Testing for Heteroskedasticity¶
The two dominant heteroskedasticity tests are the White test and the Cook-Weisberg (both Breusch Pagan tests). The White test is particularly useful if you believe the error variances have a potentially non-linear relationship with model covariates. For stata, we need to make sure the basic OLS regression (rather than robust) is run just prior to these commands and then we can use:
%%stata
quietly regress ln_wage educ pexp pexp2 broken_home
imtest, white
. quietly regress ln_wage educ pexp pexp2 broken_home
. imtest, white
White's test
H0: Homoskedasticity
Ha: Unrestricted heteroskedasticity
chi2(12) = 29.20
Prob > chi2 = 0.0037
Cameron & Trivedi's decomposition of IM-test
--------------------------------------------------
Source | chi2 df p
---------------------+----------------------------
Heteroskedasticity | 29.20 12 0.0037
Skewness | 14.14 4 0.0068
Kurtosis | 16.19 1 0.0001
---------------------+----------------------------
Total | 59.53 17 0.0000
--------------------------------------------------
.
Stata
’s imtest
allows you to specify more esoteric forms of
heteroskedasticity. A more basic test outlined in Testing for Heteroskedasticity, that assumes
heteroskedastity is a linear function of the \(\mathbf{x}\)’s- is the
Cook-Weisberg Breusch Pagan test.
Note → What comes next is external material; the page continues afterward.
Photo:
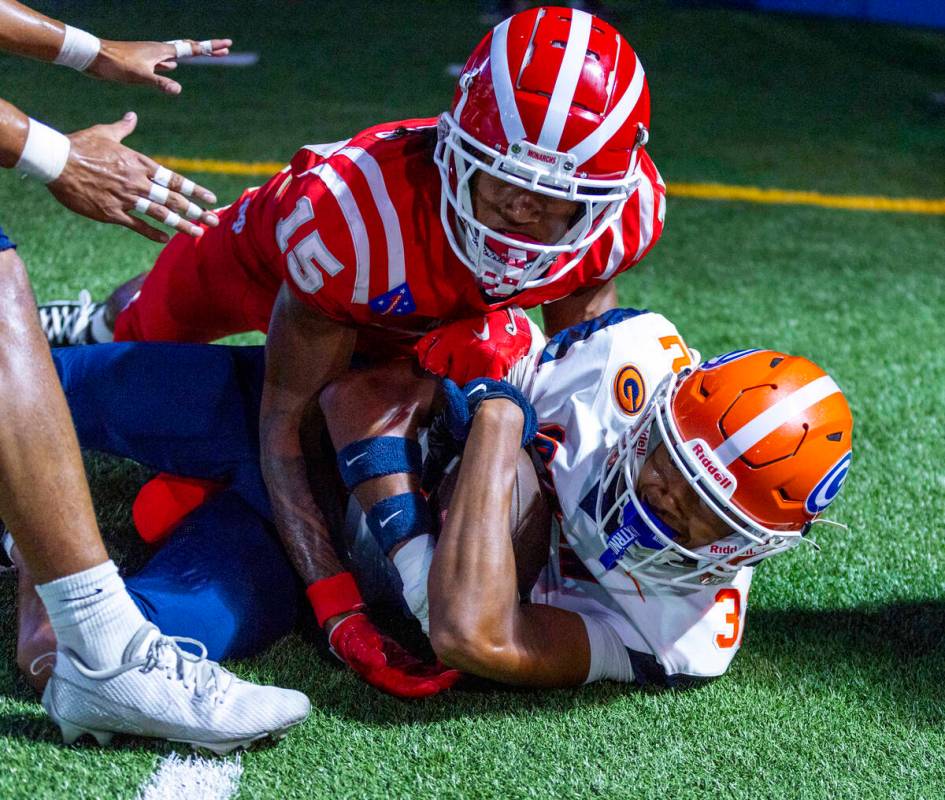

In Stata, we use
%%stata
hettest
Breusch–Pagan/Cook–Weisberg test for heteroskedasticity
Assumption: Normal error terms
Variable: Fitted values of ln_wage
H0: Constant variance
chi2(1) = 19.57
Prob > chi2 = 0.0000
- 1
As pointed out in Greene, one additional condition is necessary to ensure that we have minimized the sum of square distances for our sample. Our first order condition finds either a minimum or maximum sum of squares distances, to ensure a minimum, \(\frac{\partial{S}}{\partial{\mathbf{b}}\partial{\mathbf{b'}}}\) must be a positive definite matrix. This is the matrix analog to ensure that the function is convex with respect to changes in the parameters. Green shows that this is indeed the case so we can safely ignore checking for this condition.
- 2
A stronger version of the test, termed White’s Test is preferred to the Breusch-Pagan Cook Weissberg test shown here. See the companion document for more information.
- 3
It is important to note that Stata scales each element of \(\hat{V}\) by \(\frac{N}{N-k}\) to reduce the bias of the estimated variance covariance matrix for small sample corrections.
- 4
Stata scales \(\mathbf{\hat{V}}_{cluster}\) by \(\frac{M}{M-1}\frac{N-1}{N-K}\) for small sample corrections when calculating standard errors.